After two days, I’m on page 20 of Infinite Jest. Woo hoo!
But I know what you’re thinking. You’re thinking that I read pretty slow. And you’re right. I do. I had a reading comprehension problem in elementary school and I had to really, really hard to get up to the speed now. And if that isn’t good enough for you well then…. I’m sorry. I get carried away. It’s kind of painful memory. But hey, a little salt in that wound always makes it feel so much better.

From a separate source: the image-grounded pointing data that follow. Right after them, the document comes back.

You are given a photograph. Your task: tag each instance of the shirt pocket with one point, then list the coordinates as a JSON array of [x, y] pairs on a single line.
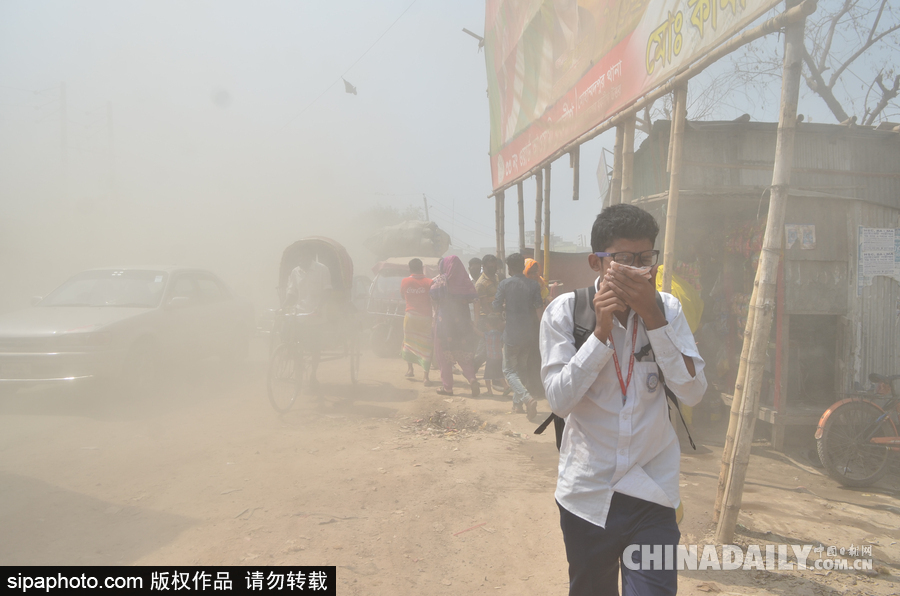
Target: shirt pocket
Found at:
[[650, 406]]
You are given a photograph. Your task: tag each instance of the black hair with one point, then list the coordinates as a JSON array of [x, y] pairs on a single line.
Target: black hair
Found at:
[[622, 221], [515, 263]]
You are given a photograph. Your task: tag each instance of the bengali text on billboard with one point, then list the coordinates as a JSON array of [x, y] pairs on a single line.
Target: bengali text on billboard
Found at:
[[557, 68]]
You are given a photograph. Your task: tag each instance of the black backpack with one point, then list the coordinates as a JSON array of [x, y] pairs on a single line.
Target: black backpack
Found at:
[[585, 320]]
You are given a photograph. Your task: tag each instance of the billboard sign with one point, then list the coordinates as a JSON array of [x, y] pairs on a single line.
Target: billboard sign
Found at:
[[558, 68]]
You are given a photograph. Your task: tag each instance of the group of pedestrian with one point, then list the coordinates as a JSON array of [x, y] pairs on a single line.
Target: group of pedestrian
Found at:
[[467, 319], [617, 487]]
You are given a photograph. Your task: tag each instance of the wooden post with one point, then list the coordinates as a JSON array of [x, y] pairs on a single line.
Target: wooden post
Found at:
[[521, 217], [734, 416], [628, 160], [538, 206], [501, 249], [498, 202], [765, 283], [674, 182], [545, 261], [575, 164], [779, 403], [615, 187]]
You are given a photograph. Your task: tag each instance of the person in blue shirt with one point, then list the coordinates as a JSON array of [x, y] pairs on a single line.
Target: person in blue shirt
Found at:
[[519, 299]]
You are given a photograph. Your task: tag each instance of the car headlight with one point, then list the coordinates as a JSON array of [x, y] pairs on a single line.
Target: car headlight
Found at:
[[84, 340]]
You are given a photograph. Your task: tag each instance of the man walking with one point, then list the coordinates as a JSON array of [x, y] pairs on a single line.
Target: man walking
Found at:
[[519, 298], [619, 456], [489, 324], [418, 334]]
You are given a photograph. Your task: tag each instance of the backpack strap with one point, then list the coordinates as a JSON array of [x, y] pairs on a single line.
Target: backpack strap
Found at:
[[669, 393], [585, 320], [583, 315]]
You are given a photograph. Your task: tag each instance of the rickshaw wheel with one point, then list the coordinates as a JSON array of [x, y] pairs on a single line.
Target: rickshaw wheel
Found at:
[[354, 352], [289, 370]]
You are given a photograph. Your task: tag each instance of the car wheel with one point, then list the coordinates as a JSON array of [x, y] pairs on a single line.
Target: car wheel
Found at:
[[141, 374]]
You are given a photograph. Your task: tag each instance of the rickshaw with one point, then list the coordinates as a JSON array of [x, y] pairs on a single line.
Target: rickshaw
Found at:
[[300, 341]]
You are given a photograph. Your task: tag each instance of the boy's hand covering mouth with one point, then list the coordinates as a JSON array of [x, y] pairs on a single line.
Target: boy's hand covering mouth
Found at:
[[642, 271]]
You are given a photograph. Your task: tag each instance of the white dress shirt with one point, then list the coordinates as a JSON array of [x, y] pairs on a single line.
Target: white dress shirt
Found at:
[[609, 446]]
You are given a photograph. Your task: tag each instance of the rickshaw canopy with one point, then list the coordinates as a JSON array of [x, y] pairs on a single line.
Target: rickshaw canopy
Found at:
[[328, 252]]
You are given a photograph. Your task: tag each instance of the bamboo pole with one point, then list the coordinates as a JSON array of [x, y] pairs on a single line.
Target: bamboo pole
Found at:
[[615, 193], [628, 161], [521, 217], [734, 415], [497, 199], [538, 206], [501, 250], [674, 184], [575, 164], [776, 23], [766, 280], [545, 262]]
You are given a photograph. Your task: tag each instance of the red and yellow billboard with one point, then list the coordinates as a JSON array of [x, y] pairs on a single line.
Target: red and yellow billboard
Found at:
[[558, 68]]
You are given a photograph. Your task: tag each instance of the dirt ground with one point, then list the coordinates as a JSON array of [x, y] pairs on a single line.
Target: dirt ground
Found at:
[[370, 480]]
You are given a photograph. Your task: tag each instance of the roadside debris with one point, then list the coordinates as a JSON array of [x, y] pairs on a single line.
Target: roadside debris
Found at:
[[442, 422]]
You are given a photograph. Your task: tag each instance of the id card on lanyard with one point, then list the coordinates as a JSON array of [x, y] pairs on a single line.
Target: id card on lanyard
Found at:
[[623, 383]]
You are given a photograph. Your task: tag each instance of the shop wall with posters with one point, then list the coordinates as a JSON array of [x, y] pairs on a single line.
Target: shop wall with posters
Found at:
[[836, 324]]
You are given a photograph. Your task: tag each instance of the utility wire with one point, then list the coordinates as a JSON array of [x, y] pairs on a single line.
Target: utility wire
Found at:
[[318, 97]]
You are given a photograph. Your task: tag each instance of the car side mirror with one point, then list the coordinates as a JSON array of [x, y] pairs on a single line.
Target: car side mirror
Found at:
[[178, 301]]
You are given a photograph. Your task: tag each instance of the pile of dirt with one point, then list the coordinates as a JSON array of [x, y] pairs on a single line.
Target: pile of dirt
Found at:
[[461, 421]]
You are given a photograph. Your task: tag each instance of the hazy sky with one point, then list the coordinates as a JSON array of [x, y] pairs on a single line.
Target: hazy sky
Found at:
[[230, 184]]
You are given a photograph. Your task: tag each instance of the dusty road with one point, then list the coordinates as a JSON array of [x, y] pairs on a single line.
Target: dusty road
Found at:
[[208, 473]]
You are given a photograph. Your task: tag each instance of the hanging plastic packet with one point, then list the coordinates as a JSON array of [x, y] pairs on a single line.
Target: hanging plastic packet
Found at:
[[642, 271]]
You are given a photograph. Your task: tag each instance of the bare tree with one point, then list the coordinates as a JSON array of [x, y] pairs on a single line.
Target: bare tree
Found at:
[[852, 47]]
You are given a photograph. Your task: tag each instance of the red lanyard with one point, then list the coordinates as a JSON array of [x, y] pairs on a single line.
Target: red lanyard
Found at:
[[624, 384]]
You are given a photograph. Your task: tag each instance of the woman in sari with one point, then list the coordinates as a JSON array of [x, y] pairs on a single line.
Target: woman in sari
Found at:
[[454, 334]]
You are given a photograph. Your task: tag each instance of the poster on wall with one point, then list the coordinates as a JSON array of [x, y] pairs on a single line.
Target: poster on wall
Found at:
[[878, 253], [558, 68]]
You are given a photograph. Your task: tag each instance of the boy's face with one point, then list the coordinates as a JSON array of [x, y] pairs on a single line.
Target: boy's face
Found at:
[[602, 264]]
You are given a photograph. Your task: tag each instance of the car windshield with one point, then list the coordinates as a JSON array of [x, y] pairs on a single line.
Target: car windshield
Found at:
[[116, 287]]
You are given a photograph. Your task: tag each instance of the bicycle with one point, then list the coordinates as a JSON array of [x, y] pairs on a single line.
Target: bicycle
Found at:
[[856, 436]]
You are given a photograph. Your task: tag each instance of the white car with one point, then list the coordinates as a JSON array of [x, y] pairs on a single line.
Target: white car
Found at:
[[122, 323]]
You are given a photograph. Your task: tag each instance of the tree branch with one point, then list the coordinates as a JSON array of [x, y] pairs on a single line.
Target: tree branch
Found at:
[[877, 19], [872, 41], [821, 89], [829, 37], [886, 96]]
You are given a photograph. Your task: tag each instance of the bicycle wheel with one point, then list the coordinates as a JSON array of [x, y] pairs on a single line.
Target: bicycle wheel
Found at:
[[845, 448], [288, 371]]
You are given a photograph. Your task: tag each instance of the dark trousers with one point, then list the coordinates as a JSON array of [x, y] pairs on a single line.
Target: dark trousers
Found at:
[[594, 553]]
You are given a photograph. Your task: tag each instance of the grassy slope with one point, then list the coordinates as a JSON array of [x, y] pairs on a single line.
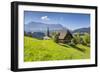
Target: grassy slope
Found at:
[[42, 50]]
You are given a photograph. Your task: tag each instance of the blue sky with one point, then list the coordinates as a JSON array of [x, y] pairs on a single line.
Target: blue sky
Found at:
[[69, 20]]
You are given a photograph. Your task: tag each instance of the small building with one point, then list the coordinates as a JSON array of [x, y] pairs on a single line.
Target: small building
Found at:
[[65, 36], [46, 38]]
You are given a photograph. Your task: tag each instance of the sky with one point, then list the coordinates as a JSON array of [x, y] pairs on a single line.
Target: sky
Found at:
[[71, 21]]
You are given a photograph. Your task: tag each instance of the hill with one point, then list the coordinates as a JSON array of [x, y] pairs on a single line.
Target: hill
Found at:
[[45, 50]]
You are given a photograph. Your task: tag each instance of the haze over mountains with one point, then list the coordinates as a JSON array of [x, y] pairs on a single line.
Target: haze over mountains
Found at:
[[42, 27]]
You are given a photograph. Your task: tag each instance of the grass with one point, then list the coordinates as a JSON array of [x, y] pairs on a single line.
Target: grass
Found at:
[[44, 50]]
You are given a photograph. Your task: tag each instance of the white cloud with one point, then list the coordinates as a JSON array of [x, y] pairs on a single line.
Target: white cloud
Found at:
[[45, 18]]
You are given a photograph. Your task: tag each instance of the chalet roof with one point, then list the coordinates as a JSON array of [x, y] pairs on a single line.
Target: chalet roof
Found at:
[[63, 34]]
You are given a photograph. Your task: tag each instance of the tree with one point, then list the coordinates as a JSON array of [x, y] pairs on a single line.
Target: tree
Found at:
[[76, 39], [86, 39], [56, 37], [48, 34]]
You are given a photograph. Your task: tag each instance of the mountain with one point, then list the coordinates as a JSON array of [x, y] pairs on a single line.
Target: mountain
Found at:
[[38, 27], [82, 30]]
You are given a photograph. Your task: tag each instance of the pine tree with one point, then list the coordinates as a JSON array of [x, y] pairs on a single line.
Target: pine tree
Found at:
[[48, 32]]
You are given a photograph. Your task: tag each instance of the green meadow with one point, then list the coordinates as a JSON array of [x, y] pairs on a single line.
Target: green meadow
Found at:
[[45, 50]]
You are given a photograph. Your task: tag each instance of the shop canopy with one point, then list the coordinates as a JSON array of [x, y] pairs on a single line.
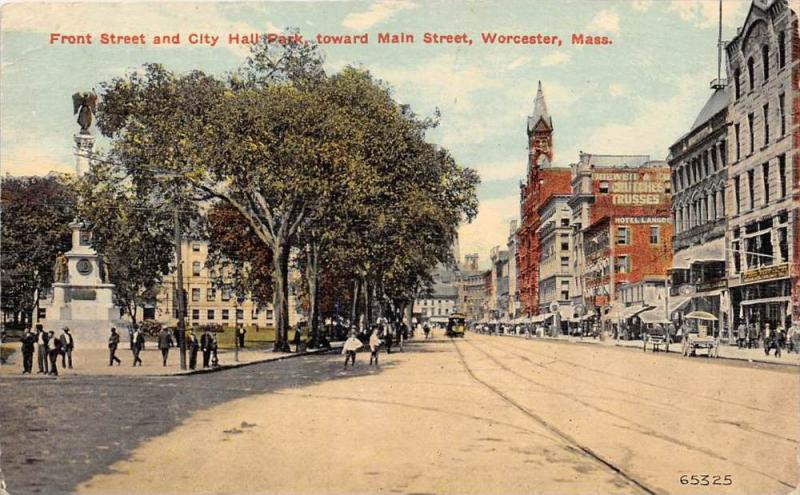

Anyhoo… I would like to point out that the paperback copy that I am reading is larger than standard, the font is not normal, there is very little white space, and DFW, well, let’s just say, at least at the beginning of this book, is not that keen on a lot of dialogue and prefers paragraphs that run for pages.
But I don’t think that I am entirely lost. Essentially we have the story of Hal, a young, talented tennis player. Of course, his interview to be accepted into a very school for which he is slated to play tennis does not go well. The scene results in a kind of slapstick scenario in which Hal ends up wrangled to the floor because the Dean’s interviewing him perceive him as some sort of threat, although cleary Hal is a pretty passive and easy-going guy. But then isn’t it always the case that easy going people end up with their face pinned to the floor.
More intriguing than that was the chapter that came after, in which Hal (I’m pretty sure anyway) obsesses about the pot that some woman is supposed to deliver to him, but who hasn’t shown up, and in fact is some hours late. Some very frantic, even hysterical narration here that seems to reflect that mindset of a guy jones for a fix.
Something intersting I noted on the wikipedia page for Infinite Jest. And that is it is catagorized as Hysterical Realism, a term I’d never heard of before.
The term was coined by the critic James Wood in an essay on Zadie Smith‘s White Teeth, titled “The Smallness of the ‘Big’ Novel: Human, All Too Inhuman”, which appeared in the July 24, 2000 issue of The New Republic and was later reprinted in Wood’s 2004 book, The Irresponsible Self: On Laughter and the Novel. [note: the hyperlinks in this quote lead to nowhere. sorry]
I got this book off the shelf yesterday so that I could read this article and frankly I didn’t really ge it. I mean, I understood, sort of, what Wood was getting it, but I just didn’t agree. It seemed less like criticisms and more like griping because books like Infinite Jest do not fit some idea that Wood’s has of what fiction should be. Mainly Woods complains about the lack of real character development and exploration, that these authors don’t give you enough of what the characters feel and too much information about the world in which the characters exist.
I wouldn’t disgree with Woods on this point, but I would disagree that this makes such fiction bad or not as good as other works. Wood even goes so far as to say that such fiction lacks moral intentions or some such bullshit.
I suppose what really bugged me about Wood’s view is that it doesn’t allow for something different. Perhaps Infinite Jest isn’t entirely successful. That’s debateable. But so far as I can tell it is interesting, and quite compelling, even if my wrists do hurt a little from heft the weight of the book. In any case, despite Wood’s bitching, I’m going to keep reading IJ, for now anyway.
Also, one can’t help but imagine how please Wood must be with himself, for coining a new -ism for the literary round table. Kudos to you, sir! Kudos, I say!